Retroviruses were employed to stably express PCK1 or PCK2 in SK-Hep-1 and SMMC-7721 cells using pBABE and pQCXIH vectors respectively. Retroviral vectors were co-transfected into HEK-293T cells together with two packing plasmids expressing VSVG and GAG. Thirty-six hours after transfection, viruses in supernatant were collected and used to infect SK-Hep-1 and SMMC-7721 cells. Cells stably expressing PCK1 or PCK2 were selected in puromycin (2 μg/mL) or hygromycin (50 μg/ml), respectively.
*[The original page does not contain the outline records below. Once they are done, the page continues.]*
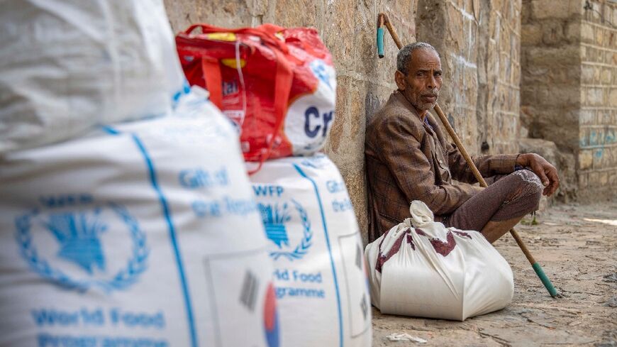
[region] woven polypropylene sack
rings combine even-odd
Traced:
[[[274,264],[281,345],[371,346],[367,265],[345,182],[323,155],[250,176]]]
[[[202,33],[192,33],[196,28]],[[195,25],[176,38],[191,84],[241,128],[245,158],[320,150],[334,121],[336,77],[315,29]]]
[[[0,161],[0,346],[279,346],[237,133],[204,96]]]
[[[367,246],[382,313],[463,321],[512,300],[512,270],[478,231],[445,228],[414,201],[411,217]]]
[[[184,81],[161,0],[0,4],[0,155],[166,114]]]

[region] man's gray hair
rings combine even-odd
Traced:
[[[439,52],[434,47],[426,43],[426,42],[415,42],[410,43],[405,47],[401,48],[399,54],[396,55],[396,70],[407,75],[407,67],[409,66],[409,62],[411,60],[411,55],[416,50],[431,50],[439,57]]]

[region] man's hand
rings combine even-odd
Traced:
[[[540,177],[545,187],[543,195],[550,197],[559,187],[557,169],[541,156],[535,153],[521,154],[516,158],[516,164],[529,167]]]

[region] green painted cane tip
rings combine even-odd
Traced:
[[[542,284],[544,285],[544,287],[546,287],[546,290],[548,290],[549,294],[552,297],[559,297],[559,293],[557,290],[555,289],[555,287],[552,286],[552,283],[550,282],[550,280],[546,277],[546,274],[544,273],[544,270],[542,270],[542,267],[540,266],[540,264],[538,263],[534,263],[532,265],[533,270],[535,270],[535,274],[538,275],[538,277],[540,277],[540,280],[542,281]]]

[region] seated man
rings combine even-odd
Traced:
[[[442,84],[439,55],[428,43],[407,45],[396,68],[398,90],[367,126],[369,242],[409,217],[412,200],[421,200],[436,221],[480,231],[493,243],[538,209],[542,193],[555,192],[557,170],[536,154],[472,157],[489,187],[452,184],[477,181],[428,113]]]

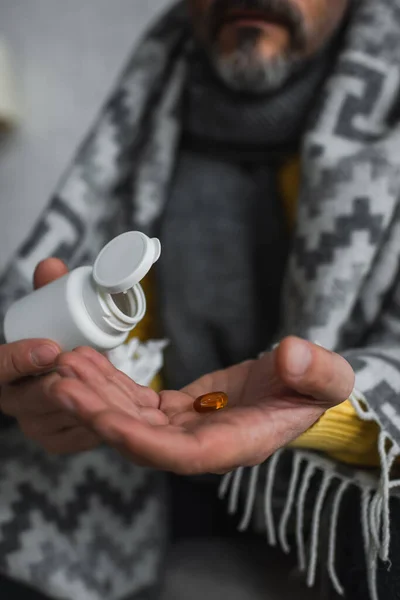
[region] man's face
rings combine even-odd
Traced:
[[[280,87],[328,41],[350,0],[188,0],[198,39],[236,90]]]

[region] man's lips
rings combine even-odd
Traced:
[[[267,12],[255,10],[230,10],[218,22],[217,30],[231,24],[287,26],[281,19]]]

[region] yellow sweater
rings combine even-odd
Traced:
[[[280,173],[280,188],[285,203],[287,221],[293,230],[297,214],[297,196],[300,185],[300,163],[290,162]],[[141,341],[157,337],[156,295],[151,273],[142,282],[148,310],[146,317],[132,332],[132,337]],[[161,379],[156,378],[152,387],[159,391]],[[326,455],[350,465],[362,467],[379,466],[377,440],[379,428],[374,422],[362,421],[358,418],[349,400],[328,410],[321,419],[291,444],[295,448],[303,448],[323,452]]]

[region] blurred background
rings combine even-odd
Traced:
[[[0,133],[0,269],[46,205],[132,45],[167,5],[0,2],[0,40],[19,112],[18,128]]]

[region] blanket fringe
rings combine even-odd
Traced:
[[[350,400],[360,419],[377,421],[374,413],[367,408],[368,404],[362,394],[354,391]],[[376,479],[363,471],[357,471],[353,476],[339,473],[335,470],[334,463],[328,458],[312,452],[295,451],[288,493],[278,527],[276,527],[276,515],[273,514],[273,491],[276,472],[284,450],[278,450],[266,463],[263,507],[268,543],[270,546],[277,546],[279,543],[285,553],[291,551],[288,542],[288,525],[295,509],[298,566],[302,572],[306,573],[309,587],[313,587],[316,581],[321,516],[326,505],[328,492],[332,488],[326,566],[330,581],[337,594],[340,596],[345,594],[336,571],[337,529],[340,508],[345,494],[351,486],[356,486],[361,493],[361,524],[370,599],[379,600],[377,590],[378,561],[381,560],[386,563],[388,569],[391,567],[389,560],[390,494],[394,488],[400,487],[400,479],[391,480],[390,474],[394,462],[400,456],[400,448],[386,432],[382,431],[378,440],[378,451],[381,462],[380,479]],[[221,481],[219,496],[220,498],[228,498],[230,514],[238,511],[244,473],[244,467],[240,467],[236,471],[228,473]],[[260,473],[261,465],[251,468],[244,501],[244,513],[238,527],[239,531],[245,531],[251,524],[257,500],[258,484],[261,480]],[[311,536],[308,547],[306,547],[304,536],[306,500],[312,480],[317,473],[322,473],[322,479],[319,483],[312,515]],[[336,487],[333,485],[334,481]]]

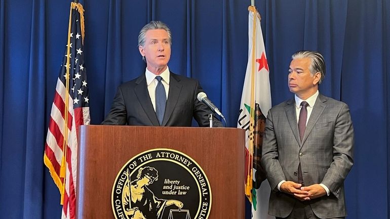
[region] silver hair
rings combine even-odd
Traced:
[[[168,27],[168,25],[165,23],[160,21],[151,21],[149,22],[148,24],[144,26],[141,31],[139,31],[138,34],[138,47],[140,46],[143,47],[145,46],[145,40],[146,39],[146,32],[149,30],[158,30],[162,29],[164,30],[168,34],[168,40],[169,40],[169,43],[172,45],[172,36],[171,33],[171,30]],[[146,61],[145,57],[142,57],[142,60]]]
[[[309,67],[309,70],[311,75],[314,75],[317,72],[320,72],[321,74],[321,77],[318,81],[318,84],[321,84],[325,77],[325,61],[324,57],[318,52],[308,50],[298,51],[291,56],[292,59],[304,58],[309,58],[311,61],[311,63]]]

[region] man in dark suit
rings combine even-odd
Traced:
[[[203,90],[198,80],[173,73],[171,30],[152,21],[138,35],[138,49],[146,62],[144,73],[118,87],[111,110],[102,124],[190,126],[193,117],[200,126],[209,125],[210,109],[200,102]],[[214,119],[213,125],[222,127]]]
[[[354,128],[344,103],[318,92],[325,74],[318,52],[292,56],[288,75],[295,97],[268,113],[261,163],[277,218],[344,218],[344,180],[353,165]]]

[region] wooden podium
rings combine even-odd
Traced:
[[[203,169],[212,194],[209,218],[245,218],[244,129],[82,125],[80,135],[77,219],[114,219],[111,195],[119,171],[155,148],[179,151]]]

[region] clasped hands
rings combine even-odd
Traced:
[[[292,195],[300,201],[309,201],[326,195],[326,191],[320,184],[302,187],[302,185],[286,181],[280,186],[280,191]]]

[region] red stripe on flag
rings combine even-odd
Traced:
[[[58,125],[51,117],[50,117],[50,121],[49,123],[49,130],[56,139],[58,147],[62,150],[64,145],[64,136],[62,135]]]
[[[54,93],[54,100],[53,103],[56,105],[58,110],[61,112],[61,115],[62,116],[62,118],[65,118],[65,103],[64,103],[62,98],[58,94],[58,93],[56,92]],[[69,129],[72,128],[72,114],[69,112],[69,110],[73,108],[73,106],[68,106],[68,128]]]
[[[70,219],[72,219],[75,218],[75,215],[76,214],[76,195],[74,191],[74,183],[73,181],[73,172],[72,171],[73,167],[72,166],[71,161],[72,153],[73,152],[71,151],[71,150],[70,150],[70,148],[68,148],[67,149],[68,150],[67,153],[68,156],[66,157],[66,162],[68,164],[68,171],[69,171],[69,179],[67,179],[68,182],[67,182],[67,183],[69,185],[69,197],[68,197],[69,198],[69,218]],[[75,154],[77,154],[76,151],[75,151],[74,152],[75,152]]]
[[[80,125],[84,124],[84,115],[83,112],[83,107],[78,107],[74,109],[74,120],[76,123],[76,134],[79,136],[79,129]]]
[[[65,118],[65,103],[64,103],[62,98],[61,97],[58,93],[56,91],[54,93],[54,100],[53,101],[53,104],[56,105],[57,108],[58,108],[58,110],[61,112],[61,114],[62,116],[62,118]]]

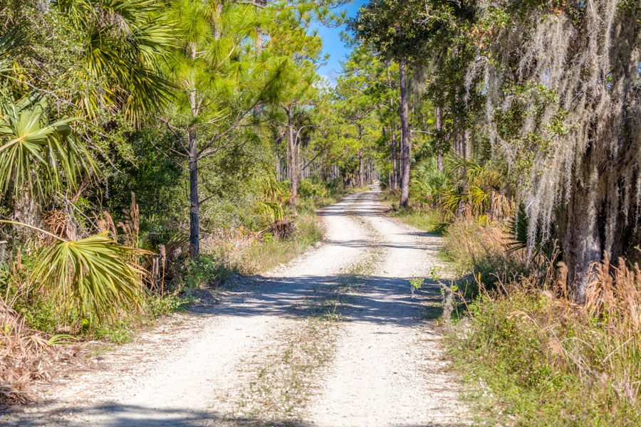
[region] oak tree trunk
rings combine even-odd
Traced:
[[[586,162],[587,163],[587,162]],[[568,283],[575,301],[585,302],[585,290],[594,271],[595,263],[601,260],[603,246],[595,206],[598,172],[588,171],[584,164],[582,176],[568,202],[568,221],[563,236],[563,261],[568,266]]]

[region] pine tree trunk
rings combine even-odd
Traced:
[[[405,78],[405,62],[399,64],[400,85],[400,120],[401,120],[401,198],[400,206],[407,207],[410,204],[410,155],[411,140],[410,137],[410,112],[408,107],[407,83]]]
[[[391,188],[392,190],[398,189],[398,164],[397,164],[397,156],[398,152],[396,148],[396,132],[394,132],[394,127],[390,128],[390,131],[392,132],[392,149],[390,150],[392,153],[392,181],[391,181]]]
[[[189,129],[189,254],[196,259],[200,253],[198,201],[198,157],[196,146],[196,125]]]
[[[289,205],[293,209],[296,206],[296,201],[298,195],[298,175],[297,174],[297,152],[296,149],[296,142],[295,141],[296,137],[294,136],[294,129],[293,129],[293,117],[292,115],[291,108],[287,110],[287,124],[288,124],[288,142],[289,142],[289,149],[288,150],[289,154],[289,159],[288,165],[289,169],[289,180],[291,182],[291,197],[289,199]]]
[[[440,132],[443,130],[441,122],[441,107],[438,105],[434,108],[434,125],[436,126],[437,133],[440,135]],[[439,172],[443,172],[443,147],[441,147],[440,142],[439,147],[437,148],[437,169]]]
[[[363,148],[358,150],[358,186],[363,188],[365,186],[365,176],[363,164]]]

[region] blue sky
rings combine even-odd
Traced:
[[[343,6],[350,18],[356,16],[358,8],[367,3],[367,0],[352,0],[350,4]],[[320,26],[317,28],[318,35],[323,38],[323,50],[330,56],[327,64],[318,68],[318,74],[335,83],[335,78],[340,71],[340,61],[349,53],[350,50],[340,41],[340,32],[345,30],[345,26],[339,28],[327,28]]]

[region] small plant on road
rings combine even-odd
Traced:
[[[412,297],[414,297],[414,293],[419,289],[423,287],[423,285],[425,284],[425,279],[423,278],[412,278],[410,280],[410,291],[412,292]]]

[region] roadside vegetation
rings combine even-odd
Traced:
[[[641,421],[640,13],[372,0],[350,23],[390,214],[462,276],[447,346],[479,423]]]
[[[638,1],[346,3],[0,0],[0,401],[379,181],[445,236],[486,421],[638,423]]]

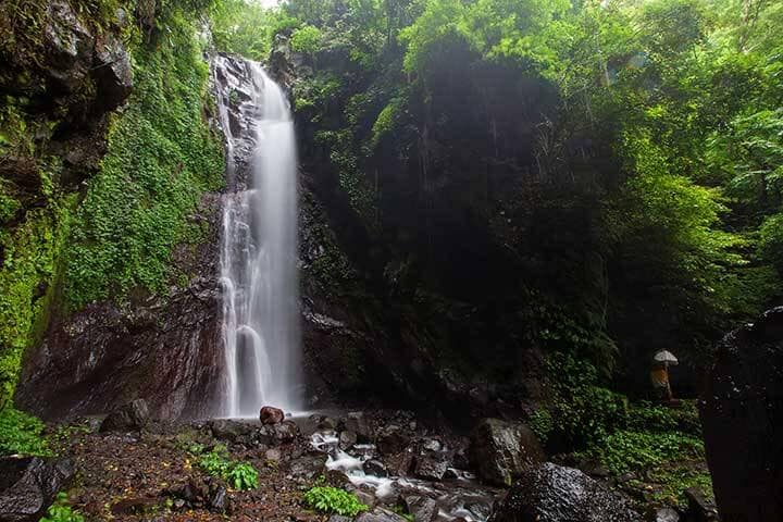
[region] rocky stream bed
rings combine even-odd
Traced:
[[[96,521],[699,520],[671,509],[643,517],[645,506],[608,482],[546,462],[524,424],[497,419],[464,435],[399,410],[175,423],[150,421],[135,401],[53,427],[52,440],[58,458],[0,460],[0,520],[37,521],[59,490]],[[258,470],[258,487],[206,472],[200,458],[223,446]],[[352,492],[368,509],[353,519],[313,511],[303,495],[316,485]]]

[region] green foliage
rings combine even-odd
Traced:
[[[134,94],[75,216],[65,279],[75,309],[136,288],[163,291],[172,249],[201,238],[189,222],[201,195],[222,184],[220,142],[201,111],[208,67],[195,25],[177,15],[167,23],[158,49],[134,53]]]
[[[304,54],[315,54],[321,48],[323,35],[321,29],[312,25],[304,25],[294,30],[291,35],[291,50]]]
[[[52,195],[15,229],[0,231],[0,408],[16,387],[24,349],[46,326],[73,206],[73,197]]]
[[[546,442],[552,436],[585,447],[625,425],[627,399],[598,386],[598,372],[586,361],[554,352],[546,359],[550,400],[533,415],[532,428]]]
[[[210,22],[217,50],[257,61],[269,57],[275,34],[299,25],[281,10],[247,0],[215,1]]]
[[[304,505],[323,513],[356,517],[369,508],[352,493],[331,486],[315,486],[304,492]]]
[[[688,465],[691,464],[691,465]],[[651,498],[656,502],[668,504],[687,508],[688,500],[685,490],[692,487],[697,488],[708,498],[713,497],[712,476],[706,469],[698,469],[693,462],[670,461],[647,472],[652,484],[660,484],[661,487],[652,493]],[[648,485],[642,485],[647,489]]]
[[[74,511],[67,501],[66,494],[58,493],[57,500],[49,507],[47,515],[40,522],[84,522],[84,517],[78,511]]]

Retroviruses were used to stably knock down PCK1 in HepG2 cells using pMKO.1 vector. The sequences of siRNA targeting human PCK1 were present as following:

siPCK1 #1: GCACATCCCAACTCTCGATTT

siPCK1 #2: GCAGATCTGAAAGGCACACTT

Cell proliferation assay

SK-Hep-1 or HepG2 cells were seeded at 40,000 cells/well or 50,000 cells/well, in triplicate into 6-well plates and cell numbers were counted per day for 5 d or 7 d, respectively

Immunoblot analysis

Cells were lysed by SDS gel-loading buffer consisting of 50 mM Tris-HCl (pH 6.8), 10% glycerol, 5% β-mercaptoethanol, 2% SDS and 0.0005% bromophenol blue. The lysates were resolved by SDS-PAGE. Then, separated proteins were transferred to nitrocellulose membranes. The membranes were blocked with 5% skimmed milk diluted in TBST (20 mM Tris, 135 mM NaCl, and 0.02% Tween 20) for 1 h at RT, and then incubated with primary antibodies overnight at 4 °C. Primary antibodies were detected by horseradish peroxidase (HRP)-conjugated secondary antibodies followed by exposure to ECL Plus (Thermo Fisher Technology).

Quantitative RT-PCR

Total RNA was isolated from liver tissues using Trizol reagent (Invitrogen) following the manufacturer’s instructions. cDNA was synthesized using oligo-dT primers in TransScript First-Strand cDNA Synthesis SuperMix supplied by Transgene Biotech and preceded to real-time PCR with gene-specific primers in the presence of SYBR Premix Ex Taq (TaKaRa) in a 7900HT Sequence Detection System (Applied Biosystems). β-actin was used as a housekeeping control. Primer sequences were present as following:

PCK1-F: 5′-GAGAAAGCGTTCAATGCCAG-3′

PCK1-R: 5′-ATGCCGATCTTTGACAGAGG-3′

PCK2-F: 5′-AGCCTCTTCCACCTGGTGTT-3′

PCK2-R: 5′-AATCGAGAGTTGGGATGTGC-3′

Actin-F: 5′-GCACAGAGCCTCGCCTT-3′

Actin-R: 5′-GTTGTCGACGACGAGCG-3′

Statistics

Statistical analysis and graphical presentation were performed using Prism 5 (GraphPad), except for TCGA data analysis, which was presented by R language. Data shown are from one representative experiment of at least three independent experiments and are given as mean ± SD. Statistical analysis of significance was based on the two-tailed Student’s t-test for all the figures, except for Figure 1J and 1K, which was calculated by Wilcoxon rank sum test, and except for Figure 5H, which was based on the one-tailed Student’s t-test. Statistical significance was provided for all cases and the variance among groups was not statistically different. The sample sizes were determined on the basis of previous experience in the laboratory and pre-specified effect sizes considered to be biological significant. No samples or animals were excluded from any analyses and all replicates were authentic biological replicates. Blind analysis was not performed in this study.

Human study approval

Written informed consent was obtained from each HCC patients who underwent surgery at the Liver Cancer Institute, Zhongshan Hospital, Fudan University, Shanghai, China. This study was approved by the Zhongshan Hospital Research Ethics Committee.